Language and artificial intelligence: the synergy of a growing relationship
When we think of artificial intelligence (AI), we usually think of computers, programming and robots. However, people with a background in linguistics are increasingly in demand in this field.
Language professionals have a lot to contribute in areas such as product development, speech recognition, search engine automation, language translation and customer service, among others. How does language strengthen the development of artificial intelligence?
Machines that evolve like the brain
The latest predictive language models can not only predict the next word as the user types, but also perform tasks that require a higher degree of comprehension, such as answering questions and summarizing documents.
When designed, these models did not seek to mimic how the human brain performs that task, MIT neuroscientists have noted that their underlying function resembles the function of the language processing centers in the human brain. “The best solutions that AI engineers have created end up being similar to the solutions found by the evolutionary process that created the human brain. Since the AI network did not seek to mimic the brain directly, it suggests that, in a sense, there has been a kind of convergent evolution between AI and nature,” says Daniel Yamins of Stanford University.
Nearly 40% of Internet users worldwide prefer to interact with chatbots rather than virtual agents. Source: Insider Intelligence
The intimate relationship between language and artificial intelligence is the subject of studies performed around the world: in several studies, linguistics collaborates with electrical engineering, computer science and cognitive science. Some of these studies explore, for example, how syntax can contribute data to machine learning, while others focus on enhancing the chatbots we use every day on websites or virtual agents, such as Siri and Alexa. There are also universities offering Ph.D. courses in linguistics and machine learning.
The future of computational linguistics
Defined as the theoretical study of language, with research methods and issues common to various languages, linguistics overlaps with other disciplines:
-Neurolinguistics.
-Psycholinguistics.
-Sociolinguistics.
-Applied linguistics.
-Computational linguistics.
-Dialectology.
-Ethnolinguistics (or Anthropological linguistics).
-Comparative linguistics.
-Historical linguistics.
-Stylistics.
Computational linguistics is also called Natural Language Processing (NLP): this is the branch of computer science (and more specifically, artificial intelligence) that deals with giving computers the ability to understand texts and spoken words in the same way as humans. NLP allows computers to process human language in the form of text or voice data.

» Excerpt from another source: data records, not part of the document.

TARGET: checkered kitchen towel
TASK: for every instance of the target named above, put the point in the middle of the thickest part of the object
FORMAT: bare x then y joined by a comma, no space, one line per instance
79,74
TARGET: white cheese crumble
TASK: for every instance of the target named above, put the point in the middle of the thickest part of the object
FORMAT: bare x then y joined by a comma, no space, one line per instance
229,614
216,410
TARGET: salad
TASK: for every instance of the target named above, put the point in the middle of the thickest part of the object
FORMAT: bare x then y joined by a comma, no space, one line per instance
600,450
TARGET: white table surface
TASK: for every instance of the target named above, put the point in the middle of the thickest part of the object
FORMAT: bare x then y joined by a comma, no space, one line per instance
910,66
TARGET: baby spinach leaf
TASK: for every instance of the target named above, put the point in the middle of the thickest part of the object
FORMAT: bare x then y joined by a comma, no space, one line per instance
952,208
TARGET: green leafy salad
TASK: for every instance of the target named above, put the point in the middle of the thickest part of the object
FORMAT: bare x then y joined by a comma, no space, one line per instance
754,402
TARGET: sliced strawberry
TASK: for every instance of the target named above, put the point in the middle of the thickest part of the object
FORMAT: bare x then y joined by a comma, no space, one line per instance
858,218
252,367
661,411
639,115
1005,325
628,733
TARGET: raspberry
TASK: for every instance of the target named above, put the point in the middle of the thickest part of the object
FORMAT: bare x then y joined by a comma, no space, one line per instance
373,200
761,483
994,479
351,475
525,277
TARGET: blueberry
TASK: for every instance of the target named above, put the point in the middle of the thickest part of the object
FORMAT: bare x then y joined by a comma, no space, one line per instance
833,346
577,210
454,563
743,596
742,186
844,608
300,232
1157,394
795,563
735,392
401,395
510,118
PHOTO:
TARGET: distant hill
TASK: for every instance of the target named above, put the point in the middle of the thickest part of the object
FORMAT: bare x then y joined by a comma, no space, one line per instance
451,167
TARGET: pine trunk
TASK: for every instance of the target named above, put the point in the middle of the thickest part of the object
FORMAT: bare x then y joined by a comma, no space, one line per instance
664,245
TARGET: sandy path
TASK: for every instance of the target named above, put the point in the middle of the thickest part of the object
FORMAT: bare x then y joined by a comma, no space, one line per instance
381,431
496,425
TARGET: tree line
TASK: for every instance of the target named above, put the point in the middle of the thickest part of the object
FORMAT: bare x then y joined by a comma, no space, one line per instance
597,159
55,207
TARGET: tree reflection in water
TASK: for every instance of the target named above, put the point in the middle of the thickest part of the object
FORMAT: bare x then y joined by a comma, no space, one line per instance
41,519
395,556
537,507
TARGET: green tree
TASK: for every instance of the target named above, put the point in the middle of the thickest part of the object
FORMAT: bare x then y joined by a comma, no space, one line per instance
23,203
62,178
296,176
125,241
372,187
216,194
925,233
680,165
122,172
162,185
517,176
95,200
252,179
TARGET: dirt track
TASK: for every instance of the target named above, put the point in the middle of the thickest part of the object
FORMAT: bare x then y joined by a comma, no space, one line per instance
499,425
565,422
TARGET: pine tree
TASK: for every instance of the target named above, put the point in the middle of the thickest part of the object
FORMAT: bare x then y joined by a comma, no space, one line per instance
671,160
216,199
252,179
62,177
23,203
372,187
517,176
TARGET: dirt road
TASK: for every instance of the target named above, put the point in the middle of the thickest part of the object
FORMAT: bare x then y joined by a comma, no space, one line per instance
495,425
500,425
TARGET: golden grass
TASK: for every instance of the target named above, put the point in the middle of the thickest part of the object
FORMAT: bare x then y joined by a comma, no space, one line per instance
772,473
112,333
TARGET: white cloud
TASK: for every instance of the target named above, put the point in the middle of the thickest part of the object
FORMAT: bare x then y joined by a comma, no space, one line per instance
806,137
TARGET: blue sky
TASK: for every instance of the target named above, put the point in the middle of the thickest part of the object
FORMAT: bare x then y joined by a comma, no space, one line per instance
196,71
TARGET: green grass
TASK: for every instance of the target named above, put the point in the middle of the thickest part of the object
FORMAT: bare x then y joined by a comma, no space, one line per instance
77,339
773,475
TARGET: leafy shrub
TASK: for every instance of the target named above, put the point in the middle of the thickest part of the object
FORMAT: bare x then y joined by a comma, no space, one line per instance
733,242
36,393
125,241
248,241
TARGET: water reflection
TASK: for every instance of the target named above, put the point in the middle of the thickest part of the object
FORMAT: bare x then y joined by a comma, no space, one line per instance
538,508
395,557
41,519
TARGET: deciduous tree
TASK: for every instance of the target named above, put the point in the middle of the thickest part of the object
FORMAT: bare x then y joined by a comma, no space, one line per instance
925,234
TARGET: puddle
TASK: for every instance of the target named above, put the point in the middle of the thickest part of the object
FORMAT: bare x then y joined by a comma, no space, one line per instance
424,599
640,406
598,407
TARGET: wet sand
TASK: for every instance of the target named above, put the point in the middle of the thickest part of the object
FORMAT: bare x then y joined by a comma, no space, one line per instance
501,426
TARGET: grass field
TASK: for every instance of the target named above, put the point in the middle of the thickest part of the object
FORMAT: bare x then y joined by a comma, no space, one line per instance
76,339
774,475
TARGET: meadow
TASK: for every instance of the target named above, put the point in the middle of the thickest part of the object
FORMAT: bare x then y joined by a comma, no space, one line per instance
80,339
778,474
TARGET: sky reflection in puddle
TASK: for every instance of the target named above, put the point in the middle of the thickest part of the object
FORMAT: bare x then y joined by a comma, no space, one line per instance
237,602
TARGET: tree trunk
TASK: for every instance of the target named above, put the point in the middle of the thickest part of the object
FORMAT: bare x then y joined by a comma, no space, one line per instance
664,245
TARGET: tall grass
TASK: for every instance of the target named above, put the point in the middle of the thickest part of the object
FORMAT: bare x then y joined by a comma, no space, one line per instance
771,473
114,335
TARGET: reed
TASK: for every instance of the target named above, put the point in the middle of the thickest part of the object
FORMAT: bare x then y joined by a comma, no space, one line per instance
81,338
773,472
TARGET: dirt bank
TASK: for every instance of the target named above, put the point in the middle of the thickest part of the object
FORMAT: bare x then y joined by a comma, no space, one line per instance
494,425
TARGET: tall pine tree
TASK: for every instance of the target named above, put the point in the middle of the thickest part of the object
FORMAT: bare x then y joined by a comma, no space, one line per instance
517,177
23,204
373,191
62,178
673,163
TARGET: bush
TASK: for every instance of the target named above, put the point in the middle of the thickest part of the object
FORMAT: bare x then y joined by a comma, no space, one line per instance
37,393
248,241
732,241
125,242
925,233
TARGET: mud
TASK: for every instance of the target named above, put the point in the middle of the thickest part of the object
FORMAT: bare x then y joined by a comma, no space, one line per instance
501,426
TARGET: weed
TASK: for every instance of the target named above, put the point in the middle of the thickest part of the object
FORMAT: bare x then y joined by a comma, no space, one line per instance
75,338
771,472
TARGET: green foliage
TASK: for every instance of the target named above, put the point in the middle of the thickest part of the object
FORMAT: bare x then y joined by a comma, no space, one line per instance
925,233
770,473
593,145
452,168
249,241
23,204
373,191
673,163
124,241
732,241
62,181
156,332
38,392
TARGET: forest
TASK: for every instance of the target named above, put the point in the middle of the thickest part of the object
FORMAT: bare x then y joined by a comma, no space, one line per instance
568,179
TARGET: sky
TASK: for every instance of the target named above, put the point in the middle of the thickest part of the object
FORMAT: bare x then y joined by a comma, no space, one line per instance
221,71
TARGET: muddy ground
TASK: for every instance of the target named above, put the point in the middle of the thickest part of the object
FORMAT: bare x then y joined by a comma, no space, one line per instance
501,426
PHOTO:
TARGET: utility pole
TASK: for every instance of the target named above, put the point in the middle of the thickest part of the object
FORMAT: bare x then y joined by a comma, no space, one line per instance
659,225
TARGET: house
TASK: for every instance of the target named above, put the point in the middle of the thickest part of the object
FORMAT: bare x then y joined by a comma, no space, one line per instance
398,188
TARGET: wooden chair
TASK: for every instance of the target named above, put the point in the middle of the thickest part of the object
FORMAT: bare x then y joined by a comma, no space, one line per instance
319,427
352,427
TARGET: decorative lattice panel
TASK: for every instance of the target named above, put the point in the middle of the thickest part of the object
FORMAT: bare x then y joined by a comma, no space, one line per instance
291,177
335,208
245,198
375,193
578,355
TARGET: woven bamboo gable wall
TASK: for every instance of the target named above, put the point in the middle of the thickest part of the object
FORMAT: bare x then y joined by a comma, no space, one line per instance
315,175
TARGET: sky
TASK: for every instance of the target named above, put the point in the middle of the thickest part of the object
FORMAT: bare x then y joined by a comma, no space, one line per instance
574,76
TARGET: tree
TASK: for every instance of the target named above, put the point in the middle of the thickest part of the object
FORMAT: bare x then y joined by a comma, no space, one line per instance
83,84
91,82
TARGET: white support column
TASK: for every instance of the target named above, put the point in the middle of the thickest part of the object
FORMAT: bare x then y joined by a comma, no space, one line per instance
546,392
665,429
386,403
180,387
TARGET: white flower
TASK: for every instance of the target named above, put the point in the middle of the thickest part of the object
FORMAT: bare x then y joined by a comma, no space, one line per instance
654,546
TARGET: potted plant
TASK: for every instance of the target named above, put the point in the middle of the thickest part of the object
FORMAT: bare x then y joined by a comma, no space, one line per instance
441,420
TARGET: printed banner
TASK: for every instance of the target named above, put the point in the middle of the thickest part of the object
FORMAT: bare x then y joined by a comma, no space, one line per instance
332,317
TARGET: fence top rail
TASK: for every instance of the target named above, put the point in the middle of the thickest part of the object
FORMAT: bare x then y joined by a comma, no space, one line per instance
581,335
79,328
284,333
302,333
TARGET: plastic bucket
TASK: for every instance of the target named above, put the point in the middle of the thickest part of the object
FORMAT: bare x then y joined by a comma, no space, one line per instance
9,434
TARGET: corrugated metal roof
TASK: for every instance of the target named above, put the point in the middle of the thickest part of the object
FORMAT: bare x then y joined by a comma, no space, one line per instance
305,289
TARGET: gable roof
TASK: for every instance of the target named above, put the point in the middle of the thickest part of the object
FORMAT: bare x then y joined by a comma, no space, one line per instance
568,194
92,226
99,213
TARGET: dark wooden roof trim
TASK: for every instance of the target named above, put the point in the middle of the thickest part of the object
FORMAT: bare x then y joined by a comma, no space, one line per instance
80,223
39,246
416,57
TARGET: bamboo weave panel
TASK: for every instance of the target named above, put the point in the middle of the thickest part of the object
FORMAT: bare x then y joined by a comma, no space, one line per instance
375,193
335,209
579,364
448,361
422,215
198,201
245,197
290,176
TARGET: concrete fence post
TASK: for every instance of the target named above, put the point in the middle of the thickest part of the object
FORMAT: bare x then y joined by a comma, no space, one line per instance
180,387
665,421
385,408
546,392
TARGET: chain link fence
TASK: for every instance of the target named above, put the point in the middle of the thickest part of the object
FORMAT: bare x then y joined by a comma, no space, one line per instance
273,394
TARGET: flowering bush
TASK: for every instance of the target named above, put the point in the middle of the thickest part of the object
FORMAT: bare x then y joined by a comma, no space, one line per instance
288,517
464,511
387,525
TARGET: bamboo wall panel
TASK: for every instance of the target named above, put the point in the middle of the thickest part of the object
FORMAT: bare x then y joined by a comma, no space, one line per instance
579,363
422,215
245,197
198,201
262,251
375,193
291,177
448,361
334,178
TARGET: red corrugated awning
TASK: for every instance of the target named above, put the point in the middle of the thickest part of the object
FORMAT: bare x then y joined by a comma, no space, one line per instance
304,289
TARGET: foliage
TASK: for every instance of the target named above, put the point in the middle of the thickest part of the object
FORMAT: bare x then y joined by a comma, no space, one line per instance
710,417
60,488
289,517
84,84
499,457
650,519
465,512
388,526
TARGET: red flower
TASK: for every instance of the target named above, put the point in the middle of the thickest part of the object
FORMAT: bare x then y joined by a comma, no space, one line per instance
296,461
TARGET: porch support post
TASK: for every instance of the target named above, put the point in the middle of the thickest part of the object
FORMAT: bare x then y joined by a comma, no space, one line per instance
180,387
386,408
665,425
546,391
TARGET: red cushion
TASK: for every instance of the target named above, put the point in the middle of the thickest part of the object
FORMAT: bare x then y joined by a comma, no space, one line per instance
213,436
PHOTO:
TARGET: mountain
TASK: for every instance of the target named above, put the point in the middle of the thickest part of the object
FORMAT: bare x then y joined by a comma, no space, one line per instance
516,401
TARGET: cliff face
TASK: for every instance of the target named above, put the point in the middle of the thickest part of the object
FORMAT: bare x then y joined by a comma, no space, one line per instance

And the future of NLP is very promising. “The conventional wisdom around AI has been that, while computers have an advantage over humans when it comes to data-driven decision making, they can’t compete on qualitative tasks. That, however, is changing. Natural language processing tools have advanced rapidly and can help with writing, coding, and discipline-specific reasoning,” they point out in a Harvard Business Review article, while warning that language-based AI will not replace certain jobs, but will automate many tasks, even for decision makers. This means that the future will be fertile ground for companies and organizations that can leverage these technologies to automate processes that are automatable, and focus their human capital on tasks that require cultural, creative and contextual knowledge. Those who see these technologies as a threat that can replace them will actually be replaced by professionals who use these tools to improve processes.
The NLP market is forecast to be nearly 14 times bigger in 2025 than in 2017: it would exceed US$43 billion by 2025. Source: Statista
Data – an increasingly important factor in the success of organizations, is ultimately text. That’s why the evolution of AI will continue to be shaped by the contribution of language. “In the future, it is possible that machine learning methods such as Knowledge Graph Completion (KGC) could make it more feasible to build linguistic resources,” point out researchers from the University of Pennsylvania and Baidu Research.
And they add some promising paths for further study and development, such as Universal Dependencies (an international project that brings databanks together with the grammars of more than 70 languages) and Contextual Embeddings (which assigns each word a representation based on its context, thus capturing the uses of words in varied contexts).
Constantly in motion, language is not only fascinating to experts, but also continues to contribute to the advancement of new technologies and, ultimately, a better quality of life for people around the world.